Residential colleges are named for important figures or places in university history or notable alumni; they are deliberately not named for benefactors.
Residential Colleges of Yale University:[38]
In 1990, Yale launched a series of massive renovations to the older residential buildings, whose decades of existence had seen only routine maintenance and incremental improvements to plumbing, heating, and electrical and network wiring. Renovations to many of the colleges are now complete, and among other improvements, renovated colleges feature newly built basement facilities including restaurants, game rooms, theaters, athletic facilities and music practice rooms.

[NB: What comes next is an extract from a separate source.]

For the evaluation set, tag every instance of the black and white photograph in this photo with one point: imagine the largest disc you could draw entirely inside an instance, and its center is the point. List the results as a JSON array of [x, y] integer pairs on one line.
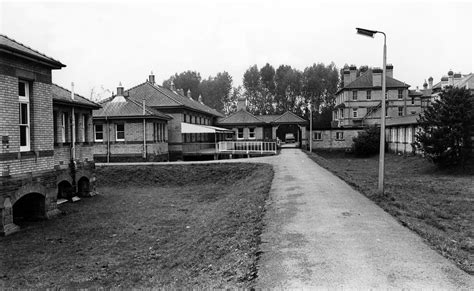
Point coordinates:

The Yale administration is currently evaluating the feasibility of building two new residential colleges.[51]
Yale supports 35 varsity athletic teams that compete in the Ivy League Conference, the Eastern College Athletic Conference, the New England Intercollegiate Sailing Association, and Yale is an NCAA Division I member. Like other members of the Ivy League, Yale does not offer athletic scholarships and is no longer competitive with the top echelon of American college teams in the big-money sports of basketball and football. Nevertheless, American Football was largely created at Yale by player and coach Walter Camp, who evolved the rules of the game away from rugby and soccer in the late nineteenth and early twentieth centuries. Yale has numerous athletic facilities, including the Yale Bowl (the nation's first natural "bowl" stadium, and prototype for such stadiums as the Los Angeles Memorial Coliseum and the Rose Bowl), located at The Walter Camp Field athletic complex, and the Payne Whitney Gymnasium, the second-largest indoor athletic complex in the world.[52]
October 21st, 2000 marked the dedication of Yale's fourth new boathouse in 157 years of collegiate rowing. The Gilder Boathouse is named to honor former Olympic rower Virginia Gilder '79 and her father Richard Gilder '54, who gave $4 million towards the $7.5 million project. Yale also maintains the Gales Ferry site where the heavyweight men's team trains for the prestigious Yale-Harvard Boat Race. Yale crew is the oldest collegiate athletic team in America, and today Yale Rowing boasts lightweight men, heavyweight men, and a women's team. All of an internationally competitive caliber.
The Yale Corinthian Yacht Club, founded in 1881, is the oldest collegiate sailing club in the world. The yacht club, located in nearby Branford, Connecticut, is the home of the Yale Sailing Team, which has produced several Olympic sailors.